Re: [PATCH 01/10] list_lookup: create case and length search

[Date Prev][Date Next][Thread Prev][Thread Next][Date Index][Thread Index]

 



Junio C Hamano <gitster@xxxxxxxxx> writes:

> Antoine Pelisse <apelisse@xxxxxxxxx> writes:
>
>> Create a new function to look-up a string in a string_list, but:
>>  - add a new parameter to ignore case differences
>>  - add a length parameter to search for a substring
>>
>> The idea is to avoid several copies (lowering a string before searching
>> it when we just want to ignore case), or copying a substring of a bigger
>> string to search it in the string_list
>>
>> Signed-off-by: Antoine Pelisse <apelisse@xxxxxxxxx>
>> ---
>
> I did not read beyond the log message and the function signature of
> the updated get_entry_index(), but it strikes me insane to build a
> sorted list using case sensitive full string comarison and then to
> look for an element in that list using a different comparison
> criteria (e.g. case insensitive comparison) and to expect the
> bisection search to still work.  Shouldn't the codepath that builds
> the string-list be sorting the list in case insensitive way from the
> beginning if this were to work correctly?
>
> It seems to suggest to me that this "are the keys case sensitive?"
> bit belongs to the entire struct string_list structure as its
> property (similar to the way "do the keys need to be strdup'ed?"
> bit), not something you would flip per invocation basis of the
> lookup function.
>
> Also isn't size_t an unsigned type?  What does it even mean to pass
> "-1" to it, and propagate it down to strncmp()?
>
> If you have a list sorted by a key, and if you want to query it with
> a partial prefix of a possibly valid key, I think you shouldn't have
> to add the "length search" at all. The existing look up function
> would return the location in the list that short key would have been
> inserted, which would come before the first entry that your short
> key is a prefix of, so the caller can iterate the list from there to
> find all entries.  In other words, if existing list has "aaa",
> "bba", and "bbc", and you want to grab entries that begin with "bb",
> you can ask for "bb" to the loop up function, which would say "the
> key does not exist in the list, but it would be inserted before this
> 'bba' entry".  Then you can discover that "bba" and "bbc" both
> matches the shortened key you have, no?

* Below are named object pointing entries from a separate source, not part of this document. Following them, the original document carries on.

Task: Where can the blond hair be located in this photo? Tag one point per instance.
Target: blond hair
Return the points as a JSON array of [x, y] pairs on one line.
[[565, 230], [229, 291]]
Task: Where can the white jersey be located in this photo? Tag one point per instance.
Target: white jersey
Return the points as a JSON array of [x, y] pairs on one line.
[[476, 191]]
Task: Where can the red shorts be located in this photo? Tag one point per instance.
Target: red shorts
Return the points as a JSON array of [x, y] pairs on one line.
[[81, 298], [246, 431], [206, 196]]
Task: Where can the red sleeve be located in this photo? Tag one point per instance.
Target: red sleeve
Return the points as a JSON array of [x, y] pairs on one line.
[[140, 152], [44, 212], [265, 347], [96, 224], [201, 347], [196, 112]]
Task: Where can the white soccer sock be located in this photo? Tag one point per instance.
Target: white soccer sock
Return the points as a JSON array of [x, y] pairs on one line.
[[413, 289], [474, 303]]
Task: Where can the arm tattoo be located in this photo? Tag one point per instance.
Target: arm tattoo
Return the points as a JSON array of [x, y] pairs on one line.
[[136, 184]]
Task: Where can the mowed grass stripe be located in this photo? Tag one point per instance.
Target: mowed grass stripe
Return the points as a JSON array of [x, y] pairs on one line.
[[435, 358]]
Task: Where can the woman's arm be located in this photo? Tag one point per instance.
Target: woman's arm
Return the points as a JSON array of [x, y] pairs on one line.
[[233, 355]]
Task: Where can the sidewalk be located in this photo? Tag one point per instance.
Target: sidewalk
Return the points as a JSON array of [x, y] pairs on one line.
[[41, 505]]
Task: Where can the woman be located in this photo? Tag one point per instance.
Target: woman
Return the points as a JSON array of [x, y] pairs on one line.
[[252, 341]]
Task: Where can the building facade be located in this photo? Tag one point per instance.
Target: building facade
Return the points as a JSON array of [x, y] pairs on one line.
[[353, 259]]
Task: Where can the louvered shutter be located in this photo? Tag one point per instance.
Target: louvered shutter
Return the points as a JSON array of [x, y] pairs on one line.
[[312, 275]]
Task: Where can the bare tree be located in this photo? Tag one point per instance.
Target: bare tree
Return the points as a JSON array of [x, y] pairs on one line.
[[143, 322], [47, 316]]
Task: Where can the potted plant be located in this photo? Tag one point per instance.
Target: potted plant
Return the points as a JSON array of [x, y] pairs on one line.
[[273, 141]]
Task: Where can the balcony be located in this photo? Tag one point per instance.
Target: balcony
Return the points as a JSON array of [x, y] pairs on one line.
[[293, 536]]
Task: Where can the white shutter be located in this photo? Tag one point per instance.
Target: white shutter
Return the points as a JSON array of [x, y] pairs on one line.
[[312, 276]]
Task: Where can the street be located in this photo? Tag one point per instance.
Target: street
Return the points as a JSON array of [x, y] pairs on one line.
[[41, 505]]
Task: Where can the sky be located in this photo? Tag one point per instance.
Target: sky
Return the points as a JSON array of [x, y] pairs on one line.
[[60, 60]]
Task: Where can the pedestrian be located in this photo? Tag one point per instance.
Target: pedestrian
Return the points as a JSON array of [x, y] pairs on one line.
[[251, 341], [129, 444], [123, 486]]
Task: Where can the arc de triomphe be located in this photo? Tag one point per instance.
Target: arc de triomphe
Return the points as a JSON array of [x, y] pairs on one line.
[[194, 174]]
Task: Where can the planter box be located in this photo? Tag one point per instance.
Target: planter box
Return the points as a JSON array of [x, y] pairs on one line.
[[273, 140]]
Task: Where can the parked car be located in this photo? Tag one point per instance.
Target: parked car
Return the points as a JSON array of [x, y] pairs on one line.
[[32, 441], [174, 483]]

In the above, I mixed up which string is a prefix of which, but the
overall comment still stands, I think.

Your mailmap string list has "Ee@eee" (email part only) stored, while
the record from author/committer line has "NNNN <EE@EEE> TTTTTT sZZZZ",
to hold name, timestamp and zone.  You have a pointer email pointing
at the first "E" in that record, with maillen set to 6, and see if
the mailmap contains a string that match "EE@EEE".  So I mixed up
the prefix-ness of these strings.

Let's address the case sensitivety first.  The string_list_lookup()
and your string_list_lookup_extended() functions both work on a
string list that is built by add_mapping() function that asks
string_list_find_insert_index() to find an insertion point in the
sorted string list.  If this is not done using the same case
insensitive manner for a string list that is meant to be queried
case insensitively, the resulting list is still sorted case
sensitively, and look-up functions that work by binary search won't
find what you are looking for when they try to find the string using
case-insensitive comparison.  The change to implement it would
probably look like the attached patch.

Assuming that we can leave the case sensitivity behind us that way,
we still would need a new helper function

    string_list_lookup_prefix(struct string_list *, const char*, size_t)

so that you can find an existing "Ee@eee" entry in the string list
by email that points at "EE@EEE> TTTTTT sZZZZ" with maillen of 6.

I am wondering if we can do that without adding the length-limited
sort in the low-level get_entry_index() to do so, though.

You could first ask string_list_find_insert_index() to locate the
insertion point for "EE@EEE> TTTTTT sZZZZ".  That has to come after
"Ee@eee" if it exists (or it could be "De@eee" in which case you
know there is no match).

 1. Ask string_list_find_insert_index() to locate "EE@EEE> TTTTTT..."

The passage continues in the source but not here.